Smilash, making off through the shrubbery, found the end of his
path blocked by Agatha and a young lady whose appearance alarmed
him more than had that of Mrs. Jansenius. He attempted to force
his tray through the hedge, but in vain; the laurel was
impenetrable, and the noise he made attracted the attention of
the approaching couple. He made no further effort to escape, but
threw his borrowed apron over his head and stood bolt upright
with his back against the bushes.

"What is that man doing there?" said Henrietta, stopping
mistrustfully.

Agatha laughed, and said loudly, so that he might hear: "It is
only a harmless madman that Miss Wilson employs. He is fond of
disguising himself in some silly way and trying to frighten us.
Don't be afraid. Come on."

Henrietta hung back, but her arm was linked in Agatha's, and she
was drawn along in spite of herself. Smilash did not move. Agatha
strolled on coolly, and as she passed him, adroitly caught the
apron between her finger and thumb and twitched it from his face.
Instantly Henrietta uttered a piercing scream, and Smilash caught
her in his arms.

"Quick," he said to Agatha, "she is fainting. Run for some water.
Run!" And he bent over Henrietta, who clung to him frantically.
Agatha, bewildered by the effect of her practical joke, hesitated
a moment, and then ran to the lawn.

"What is the matter?" said Fairholme.

"Nothing. I want some water--quick, please. Henrietta has fainted
in the shrubbery, that is all."

"Please do not stir," said Miss Wilson authoritatively, "you will
crowd the path and delay useful assistance. Miss Ward, kindly get
some water and bring it to us. Agatha, come with me and point out
where Mrs. Trefusis is. You may come too, Miss Carpenter; you are
so strong. The rest will please remain where they are."

Followed by the two girls, she hurried into the shrubbery, where
Mr. Jansenius was already looking anxiously for his daughter. He
was the only person they found there. Smilash and Henrietta were
gone.

At first the seekers, merely puzzled, did nothing but question
Agatha incredulously as to the exact spot on which Henrietta had
fallen. But Mr. Jansenius soon made them understand that the
position of a lady in the hands of a half-witted laborer was one
of danger. His agitation infected them, and when Agatha
endeavored to reassure him by declaring that Smilash was a
disguised gentleman, Miss Wilson, supposing this to be a mere
repetition of her former idle conjecture, told her sharply to
hold her tongue, as the time was not one for talking nonsense.
The news now spread through the whole company, and the excitement
became intense. Fairholme shouted for volunteers to make up a
searching party.
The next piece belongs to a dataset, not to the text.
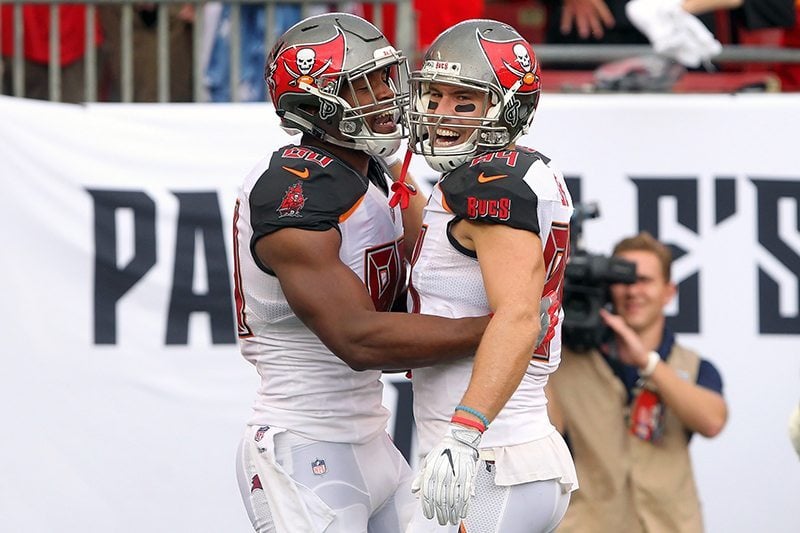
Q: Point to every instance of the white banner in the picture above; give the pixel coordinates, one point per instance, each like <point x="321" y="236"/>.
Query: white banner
<point x="122" y="394"/>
All the men present responded, and they were
about to rush to the college gates in a body when it Occurred to
the cooler among them that they had better divide into several
parties, in order that search might be made at once in different
quarters. Ten minutes of confusion followed. Mr. Jansenius
started several times in quest of Henrietta, and, when he had
gone a few steps, returned and begged that no more time should be
wasted. Josephs, whose faith was simple, retired to pray, and did
good, as far as it went, by withdrawing one voice from the din of
plans, objections, and suggestions which the rest were making;
each person trying to be heard above the others.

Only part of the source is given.